When they stopped for gas a few hours later, Daniel crept out the window and climbed over the roof of the car. Horrified, his mother commanded, “Stop that! Daniel replied, “You stop it!” and crawled down the windshield. With Daniel back in the car, the family drove on. Daniel found the cell phone again; this time he threw it on the
floor and broke it. As this little Napoleon grew older, Daniel saw just how easily he could ignore his family’s social boundaries, then any social boundaries. He got used to demanding his way everywhere. He started hitting kids at school who did not pay attention to him. He developed a sulfurous relationship with authority. He stole things from classmates. Eventually, his moral clutch slipped completely, and he stabbed a little girl in the cheek with a pencil. He was expelled from school. As of this writing, the family is embroiled in a lawsuit, as is the school.

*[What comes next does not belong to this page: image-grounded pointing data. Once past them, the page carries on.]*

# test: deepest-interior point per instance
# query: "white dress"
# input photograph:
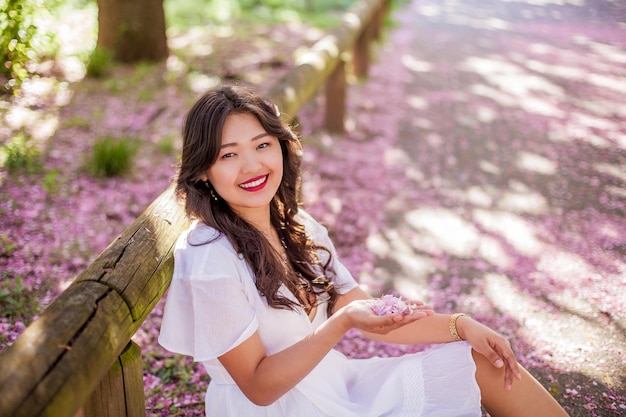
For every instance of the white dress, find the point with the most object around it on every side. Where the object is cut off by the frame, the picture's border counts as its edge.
(213, 305)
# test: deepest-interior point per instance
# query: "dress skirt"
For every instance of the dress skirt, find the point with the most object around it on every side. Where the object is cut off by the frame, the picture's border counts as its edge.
(439, 382)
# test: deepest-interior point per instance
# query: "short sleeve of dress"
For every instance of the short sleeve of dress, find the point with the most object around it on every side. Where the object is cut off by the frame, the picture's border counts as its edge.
(208, 310)
(343, 280)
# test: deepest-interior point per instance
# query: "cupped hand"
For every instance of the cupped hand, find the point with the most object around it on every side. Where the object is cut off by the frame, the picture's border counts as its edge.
(360, 316)
(492, 345)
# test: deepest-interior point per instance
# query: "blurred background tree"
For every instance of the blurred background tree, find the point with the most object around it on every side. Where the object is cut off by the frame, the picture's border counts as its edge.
(20, 40)
(132, 30)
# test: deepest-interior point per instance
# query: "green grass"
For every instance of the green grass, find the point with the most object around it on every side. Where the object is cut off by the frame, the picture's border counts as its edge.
(112, 157)
(182, 14)
(20, 154)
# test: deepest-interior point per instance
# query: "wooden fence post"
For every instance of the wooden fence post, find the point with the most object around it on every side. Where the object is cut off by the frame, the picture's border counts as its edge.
(121, 392)
(336, 98)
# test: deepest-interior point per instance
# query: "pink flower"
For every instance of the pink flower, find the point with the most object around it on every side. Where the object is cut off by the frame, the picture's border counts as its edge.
(389, 304)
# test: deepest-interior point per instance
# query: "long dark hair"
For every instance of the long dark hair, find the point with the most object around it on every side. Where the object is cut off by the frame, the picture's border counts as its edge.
(202, 138)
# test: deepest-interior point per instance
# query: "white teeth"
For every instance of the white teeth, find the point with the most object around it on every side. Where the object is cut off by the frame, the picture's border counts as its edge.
(253, 184)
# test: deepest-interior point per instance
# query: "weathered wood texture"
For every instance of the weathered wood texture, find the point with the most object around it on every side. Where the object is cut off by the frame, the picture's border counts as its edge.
(67, 363)
(53, 367)
(314, 67)
(124, 383)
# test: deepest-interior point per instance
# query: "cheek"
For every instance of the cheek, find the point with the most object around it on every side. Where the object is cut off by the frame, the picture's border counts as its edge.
(218, 177)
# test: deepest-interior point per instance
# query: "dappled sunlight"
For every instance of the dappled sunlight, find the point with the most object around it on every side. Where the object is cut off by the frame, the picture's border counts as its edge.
(579, 337)
(440, 230)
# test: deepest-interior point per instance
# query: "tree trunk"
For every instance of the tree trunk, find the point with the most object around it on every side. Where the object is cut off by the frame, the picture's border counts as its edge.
(133, 30)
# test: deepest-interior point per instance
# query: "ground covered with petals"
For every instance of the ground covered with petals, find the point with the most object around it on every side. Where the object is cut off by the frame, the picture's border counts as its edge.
(483, 172)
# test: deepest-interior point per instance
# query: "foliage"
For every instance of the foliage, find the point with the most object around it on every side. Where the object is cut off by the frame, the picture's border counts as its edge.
(187, 13)
(112, 156)
(21, 41)
(51, 182)
(99, 61)
(20, 153)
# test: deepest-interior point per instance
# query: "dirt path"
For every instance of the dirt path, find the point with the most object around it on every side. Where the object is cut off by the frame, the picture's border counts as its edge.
(502, 192)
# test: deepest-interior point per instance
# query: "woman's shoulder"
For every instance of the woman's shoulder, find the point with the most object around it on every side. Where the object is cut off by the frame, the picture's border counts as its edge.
(202, 251)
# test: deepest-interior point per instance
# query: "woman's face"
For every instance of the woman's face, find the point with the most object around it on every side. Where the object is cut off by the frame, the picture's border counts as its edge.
(249, 167)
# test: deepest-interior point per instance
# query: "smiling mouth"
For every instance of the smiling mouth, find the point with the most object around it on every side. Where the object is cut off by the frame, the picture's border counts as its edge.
(254, 184)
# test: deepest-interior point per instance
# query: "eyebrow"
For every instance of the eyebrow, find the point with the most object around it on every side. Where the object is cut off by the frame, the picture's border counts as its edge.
(257, 137)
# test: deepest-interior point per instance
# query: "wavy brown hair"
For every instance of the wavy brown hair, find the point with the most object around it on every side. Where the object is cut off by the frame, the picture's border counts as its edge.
(202, 138)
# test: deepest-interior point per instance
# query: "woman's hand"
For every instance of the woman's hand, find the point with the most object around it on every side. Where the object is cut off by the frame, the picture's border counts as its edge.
(359, 315)
(492, 345)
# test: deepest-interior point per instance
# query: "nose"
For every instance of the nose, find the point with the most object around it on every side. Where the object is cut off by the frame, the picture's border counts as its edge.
(250, 162)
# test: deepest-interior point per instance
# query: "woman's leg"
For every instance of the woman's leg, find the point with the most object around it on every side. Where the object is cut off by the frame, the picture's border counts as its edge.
(527, 398)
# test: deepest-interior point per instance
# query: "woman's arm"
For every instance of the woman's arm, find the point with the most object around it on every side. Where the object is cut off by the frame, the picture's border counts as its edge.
(435, 329)
(264, 378)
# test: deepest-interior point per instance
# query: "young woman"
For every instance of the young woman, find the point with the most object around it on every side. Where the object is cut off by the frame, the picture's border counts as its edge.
(260, 298)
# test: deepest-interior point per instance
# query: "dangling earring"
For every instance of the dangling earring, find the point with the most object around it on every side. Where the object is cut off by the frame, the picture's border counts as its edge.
(207, 184)
(213, 196)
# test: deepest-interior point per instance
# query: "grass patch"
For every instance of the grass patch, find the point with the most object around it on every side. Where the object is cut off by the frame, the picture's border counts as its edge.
(183, 14)
(112, 157)
(166, 145)
(20, 154)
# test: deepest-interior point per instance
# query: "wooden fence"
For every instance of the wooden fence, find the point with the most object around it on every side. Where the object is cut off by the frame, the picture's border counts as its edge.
(77, 358)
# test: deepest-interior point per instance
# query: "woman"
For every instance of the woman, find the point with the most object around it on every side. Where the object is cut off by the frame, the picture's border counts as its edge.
(260, 298)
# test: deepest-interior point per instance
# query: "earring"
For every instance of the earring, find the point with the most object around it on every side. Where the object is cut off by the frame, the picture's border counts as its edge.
(207, 184)
(213, 195)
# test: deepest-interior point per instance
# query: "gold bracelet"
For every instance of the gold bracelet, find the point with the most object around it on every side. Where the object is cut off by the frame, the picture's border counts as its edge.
(452, 326)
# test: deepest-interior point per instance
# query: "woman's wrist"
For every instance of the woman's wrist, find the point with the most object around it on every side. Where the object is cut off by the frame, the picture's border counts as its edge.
(457, 331)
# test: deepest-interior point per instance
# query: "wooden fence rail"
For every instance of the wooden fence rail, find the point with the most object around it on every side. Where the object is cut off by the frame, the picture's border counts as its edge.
(77, 358)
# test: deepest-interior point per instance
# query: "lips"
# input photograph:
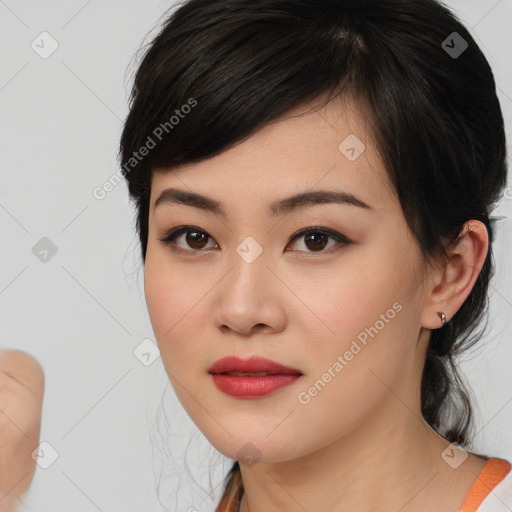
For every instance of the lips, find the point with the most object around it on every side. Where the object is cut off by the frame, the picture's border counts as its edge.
(252, 367)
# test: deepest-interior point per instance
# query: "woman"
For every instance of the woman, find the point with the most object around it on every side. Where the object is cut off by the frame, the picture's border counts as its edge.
(313, 182)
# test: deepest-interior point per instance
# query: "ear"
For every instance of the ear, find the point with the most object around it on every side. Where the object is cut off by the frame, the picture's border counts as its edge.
(450, 286)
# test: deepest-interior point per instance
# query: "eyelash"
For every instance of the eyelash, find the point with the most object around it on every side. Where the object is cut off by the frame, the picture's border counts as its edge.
(174, 233)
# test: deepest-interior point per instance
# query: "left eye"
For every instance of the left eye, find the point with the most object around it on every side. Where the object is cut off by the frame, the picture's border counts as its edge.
(315, 238)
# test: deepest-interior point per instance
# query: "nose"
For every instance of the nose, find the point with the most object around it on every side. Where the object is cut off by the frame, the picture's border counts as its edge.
(250, 298)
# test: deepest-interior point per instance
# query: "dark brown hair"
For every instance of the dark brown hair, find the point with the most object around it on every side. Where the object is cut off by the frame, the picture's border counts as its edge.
(425, 87)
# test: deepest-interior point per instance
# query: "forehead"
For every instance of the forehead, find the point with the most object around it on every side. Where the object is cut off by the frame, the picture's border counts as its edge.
(327, 146)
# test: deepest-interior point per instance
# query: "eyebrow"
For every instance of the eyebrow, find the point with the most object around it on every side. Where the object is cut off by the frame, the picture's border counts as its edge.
(276, 209)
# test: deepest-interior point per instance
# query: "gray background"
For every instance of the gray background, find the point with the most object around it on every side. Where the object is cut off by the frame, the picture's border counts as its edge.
(82, 312)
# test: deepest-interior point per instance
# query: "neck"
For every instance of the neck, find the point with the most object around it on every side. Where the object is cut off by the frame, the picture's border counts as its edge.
(388, 464)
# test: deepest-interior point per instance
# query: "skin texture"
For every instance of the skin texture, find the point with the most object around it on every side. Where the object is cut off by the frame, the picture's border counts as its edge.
(21, 401)
(360, 443)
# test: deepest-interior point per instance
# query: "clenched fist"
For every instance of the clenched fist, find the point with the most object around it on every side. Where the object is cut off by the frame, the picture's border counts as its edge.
(21, 401)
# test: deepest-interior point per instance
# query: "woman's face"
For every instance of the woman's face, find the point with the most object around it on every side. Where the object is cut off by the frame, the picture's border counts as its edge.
(346, 313)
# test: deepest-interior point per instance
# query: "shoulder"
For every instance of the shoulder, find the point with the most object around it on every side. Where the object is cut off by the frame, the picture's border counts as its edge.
(497, 480)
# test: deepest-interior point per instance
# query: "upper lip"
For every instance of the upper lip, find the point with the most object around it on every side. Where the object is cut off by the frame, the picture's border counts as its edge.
(254, 364)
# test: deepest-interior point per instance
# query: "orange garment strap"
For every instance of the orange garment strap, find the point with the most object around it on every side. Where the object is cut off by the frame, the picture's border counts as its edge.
(493, 473)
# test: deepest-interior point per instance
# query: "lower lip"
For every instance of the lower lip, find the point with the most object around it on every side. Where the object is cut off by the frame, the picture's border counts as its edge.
(252, 386)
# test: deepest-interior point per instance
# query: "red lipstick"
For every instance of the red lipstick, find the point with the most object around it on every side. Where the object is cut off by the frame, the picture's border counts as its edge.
(253, 377)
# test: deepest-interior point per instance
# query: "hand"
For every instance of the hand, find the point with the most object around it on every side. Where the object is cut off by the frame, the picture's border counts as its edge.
(21, 400)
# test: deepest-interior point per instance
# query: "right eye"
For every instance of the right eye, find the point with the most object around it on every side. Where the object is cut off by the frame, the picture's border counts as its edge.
(195, 238)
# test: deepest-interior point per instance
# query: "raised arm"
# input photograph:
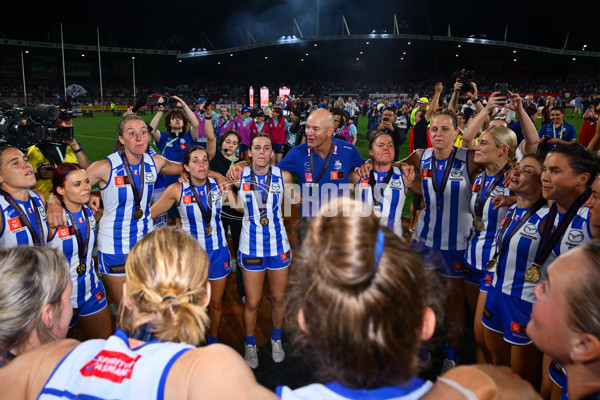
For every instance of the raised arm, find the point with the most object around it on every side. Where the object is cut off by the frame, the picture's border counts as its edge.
(209, 130)
(434, 103)
(455, 94)
(478, 121)
(194, 125)
(530, 134)
(156, 120)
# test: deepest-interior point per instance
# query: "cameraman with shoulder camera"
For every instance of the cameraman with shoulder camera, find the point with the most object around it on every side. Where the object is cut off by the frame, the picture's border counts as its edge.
(173, 143)
(387, 125)
(44, 157)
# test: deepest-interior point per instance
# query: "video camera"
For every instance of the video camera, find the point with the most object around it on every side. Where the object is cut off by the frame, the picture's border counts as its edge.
(466, 78)
(24, 127)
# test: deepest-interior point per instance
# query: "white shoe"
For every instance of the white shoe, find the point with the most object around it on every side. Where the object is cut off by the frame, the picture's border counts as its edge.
(447, 365)
(277, 351)
(422, 365)
(251, 356)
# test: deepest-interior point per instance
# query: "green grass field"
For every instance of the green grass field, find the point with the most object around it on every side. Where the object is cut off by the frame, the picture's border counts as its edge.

Daniel was a behavioral—one is tempted to say
moral
—wreck. Though it is easy to be a back-seat parent, each year there seems to be a bumper crop of out-of-control kids and helpless parents. No loving parent wants to raise a Daniel. In this chapter, we’ll talk about how to avoid doing so. You
can
create moral maturity in most children. And, perhaps surprisingly, there is neuroscience behind it.
Are babies born moral?
What exactly does “moral mean? Are any moral absolutes embedded into our brains, or is moral awareness only culturally understood? These questions have occupied philosophers for centuries. The word “moral”, in both its Greek and Latin incarnations, has a strong social underpinning. It originally outlined a code of conduct, a consensus of manners and customs possessing equal parts “heartily recommend it” and “don’t you dare.” That’s the definition we’ll use: a set of value-laden behaviors embraced by a cultural group whose main function is to guide social behavior.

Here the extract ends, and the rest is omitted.